I have tried to make an example of a test and a train data set. Here it also goes wrong. There is clearly something I am missing:
## Splitting data in a test and train data set
sample_train, sample_test = train_test_split(x, test_size=0.50)
k = 12 ## Setting number of clusters
model = KMeans(n_clusters=k, random_state=0, n_jobs = -2) ## Kmeans model
train = model.fit(sample_train) ## Fitting the training data
model.predict(sample_test) # Predicting the test data
centroids = model.cluster_centers_
labels = model.labels_
## Figures
cmap_model = np.array(['red', 'lime', 'black', 'green', 'orange', 'blue', 'gray', 'magenta', 'cyan', 'purple', 'pink', 'lightblue', 'brown', 'yellow'])
plt.figure()
plt.scatter(sample_train[:,0], sample_train[:,1], c=cmap_model[train.labels_], s=10, edgecolors='none')
plt.scatter(centroids[:, 0], centroids[:, 1], c=cmap_model, marker = "x", s=150, linewidths = 5, zorder = 10)
plt.figure()
plt.scatter(sample_test[:,0], sample_test[:,1], c=cmap_model[labels], s=10, edgecolors='none')

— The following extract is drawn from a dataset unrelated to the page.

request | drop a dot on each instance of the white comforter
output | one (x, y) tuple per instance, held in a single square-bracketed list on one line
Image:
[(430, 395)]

plt.scatter(centroids[:, 0], centroids[:, 1], c=cmap_model, marker = "x", s=150, linewidths = 5, zorder = 10)
plt.show()
Train data:

Test data:

To fix this, you can split your data into a training set and a test set, and use the training set to train the model and the test set to evaluate its performance. Here is an example of how to do this using the train_test_split function from sklearn:
from sklearn.model_selection import train_test_split # Split data into training and test sets X_train, X_test, y_train, y_test = train_test_split(X, y, test_size=0.2, random_state=42) # Train the model on the training set model.fit(X_train, y_train) # Evaluate the model on the test set y_pred = model.predict(X_test)
Make sure to use a different dataset for testing than the one used for training. Once you have the test set, you can compare the predictions of the model with the true labels of the test set and evaluate the performance of the model.